There are many definitions of a mass shooting. Listed roughly from broad to specific:
Stanford University MSA Data Project: 3+ shot in one incident, excluding the perpetrator(s), at one location, at roughly the same time, excluding organized crime, as well as gang-related and drug-related shootings.[8]
Mass Shooting Tracker: 4+ shot in one incident, at one location, at roughly the same time.[7]
Gun Violence Archive/Vox: 4+ shot in one incident, excluding the perpetrator(s), at one location, at roughly the same time.[4][9]
Mother Jones: 3+ shot and killed in one incident, excluding the perpetrator(s), at a public place.[6]
The Washington Post: 4+ shot and killed in one incident, excluding the perpetrator(s), at a public place.[5]
ABC News/FBI: 4+ shot and killed in one incident, excluding the perpetrator(s), at one location, at roughly the same time.[10]
Congressional Research Service: 4+ shot and killed in one incident, excluding the perpetrator(s), at a public place, excluding gang-related killings and those done with a profit-motive.[2]
Only incidents considered mass shootings by at least two of the above sources are listed.  

No matter how you define a "mass shooting", one is too many.

Already the screaming, blaming, and finger-pointing has started.  The usual suspects are being blamed:  too many guns, lax laws, mental illness, etc. etc.  And "white supremacy" as a cause is also raising its ugly, deformed head, mainly because of a manifesto left by the El Paso shooter which stated that "this attack is a response to the Hispanic invasion of Texas".  The El Paso shooting is being investigated as an act of domestic terrorism and as a possible hate crime.  In the case of the Dayton shooting, the suspect was taken down in less than a minute after the first shots were fired -- and he still murdered nine people, including his own sister, and injured at least 27 others. There's no known "hate crime" motive in the Dayton shooting as I write this.

Lord, have mercy.

If the usual pattern holds, people will scream at each other on social media, post hashtags, and demand action, and nothing will happen.  And then the next mass shooting will happen and the cycle will begin all over again.  Over and over, lather, rinse, repeat.
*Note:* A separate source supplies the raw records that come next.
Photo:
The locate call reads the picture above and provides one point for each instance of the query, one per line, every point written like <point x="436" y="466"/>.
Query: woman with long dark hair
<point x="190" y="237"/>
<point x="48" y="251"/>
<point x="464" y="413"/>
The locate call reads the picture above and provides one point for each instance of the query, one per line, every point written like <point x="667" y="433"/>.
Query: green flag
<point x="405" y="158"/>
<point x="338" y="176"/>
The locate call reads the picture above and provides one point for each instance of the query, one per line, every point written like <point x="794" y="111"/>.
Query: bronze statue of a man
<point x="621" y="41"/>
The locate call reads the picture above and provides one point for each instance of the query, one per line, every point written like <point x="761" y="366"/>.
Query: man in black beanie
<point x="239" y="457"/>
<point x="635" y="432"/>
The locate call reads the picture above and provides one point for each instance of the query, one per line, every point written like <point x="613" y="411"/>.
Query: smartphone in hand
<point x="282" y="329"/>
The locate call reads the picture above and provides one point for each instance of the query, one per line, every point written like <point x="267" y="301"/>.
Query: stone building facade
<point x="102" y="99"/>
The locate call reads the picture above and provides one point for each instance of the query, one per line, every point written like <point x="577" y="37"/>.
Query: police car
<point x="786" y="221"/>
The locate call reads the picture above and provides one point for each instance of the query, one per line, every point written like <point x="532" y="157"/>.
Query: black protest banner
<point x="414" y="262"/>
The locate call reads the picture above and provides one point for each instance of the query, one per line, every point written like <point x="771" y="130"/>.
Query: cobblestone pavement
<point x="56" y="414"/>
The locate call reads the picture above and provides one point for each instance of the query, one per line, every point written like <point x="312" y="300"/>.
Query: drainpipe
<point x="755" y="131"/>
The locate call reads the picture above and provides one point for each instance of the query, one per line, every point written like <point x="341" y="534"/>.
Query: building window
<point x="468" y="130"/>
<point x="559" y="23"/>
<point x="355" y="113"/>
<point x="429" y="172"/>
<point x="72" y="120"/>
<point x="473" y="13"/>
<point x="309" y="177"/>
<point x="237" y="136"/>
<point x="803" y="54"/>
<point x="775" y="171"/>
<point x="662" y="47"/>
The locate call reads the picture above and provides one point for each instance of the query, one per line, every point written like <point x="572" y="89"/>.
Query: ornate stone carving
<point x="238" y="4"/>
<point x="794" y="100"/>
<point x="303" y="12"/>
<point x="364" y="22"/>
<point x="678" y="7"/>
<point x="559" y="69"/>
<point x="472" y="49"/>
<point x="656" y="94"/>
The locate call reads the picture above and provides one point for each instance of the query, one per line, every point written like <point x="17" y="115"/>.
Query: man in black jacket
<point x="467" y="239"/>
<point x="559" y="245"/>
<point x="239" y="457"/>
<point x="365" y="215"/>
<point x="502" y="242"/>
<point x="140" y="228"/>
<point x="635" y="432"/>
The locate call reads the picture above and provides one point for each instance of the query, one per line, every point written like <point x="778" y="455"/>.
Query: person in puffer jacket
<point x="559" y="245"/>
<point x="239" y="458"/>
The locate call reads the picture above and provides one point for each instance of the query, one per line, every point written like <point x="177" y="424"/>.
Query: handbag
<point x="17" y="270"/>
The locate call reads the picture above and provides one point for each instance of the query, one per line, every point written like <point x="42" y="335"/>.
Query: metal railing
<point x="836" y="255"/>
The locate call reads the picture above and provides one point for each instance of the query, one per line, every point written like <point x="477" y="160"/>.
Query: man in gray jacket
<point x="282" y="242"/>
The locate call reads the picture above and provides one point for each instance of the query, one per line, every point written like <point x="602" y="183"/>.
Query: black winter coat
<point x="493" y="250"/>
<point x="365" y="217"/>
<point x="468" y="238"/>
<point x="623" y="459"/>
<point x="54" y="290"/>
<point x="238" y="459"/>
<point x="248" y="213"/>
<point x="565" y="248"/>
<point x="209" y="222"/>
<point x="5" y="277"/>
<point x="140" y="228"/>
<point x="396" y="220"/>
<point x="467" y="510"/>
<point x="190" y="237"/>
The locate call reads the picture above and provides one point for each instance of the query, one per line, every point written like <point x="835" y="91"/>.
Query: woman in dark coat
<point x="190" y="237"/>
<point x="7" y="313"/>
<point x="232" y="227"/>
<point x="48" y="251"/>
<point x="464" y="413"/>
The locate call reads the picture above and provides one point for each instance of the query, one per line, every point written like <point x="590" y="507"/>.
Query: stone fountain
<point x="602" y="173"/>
This 1987 song by Richard Marx has a line that sums up our current situation well:

Lord have mercy
For we know not what we do
Lord have mercy
We've forgotten to be afraid of you.

I recently read where Donald Trump kicked off his 2020 presidential campaign "in the name of Jesus Christ."  If Donald Trump is really serious about invoking the name of Jesus in his campaign for president, he will call for a national day of prayer and repentance, starting with his own sins.  

This is not the time for finger-pointing, screaming, hashtagging, or anything else, for that matter.  This isn't even the time to shout hallelujah (as appropriate as that is at other times.) 
This is a time of distress.
This is a time of rebuke.
This is a time of disgrace.
This is a time to lament, to fall flat on our faces before the living God and just simply cry out, "Kyrie eleison."

Kyrie eleison
Kyrie eleison
Kyrie eleison . . .

Just my .04, adjusted for inflation.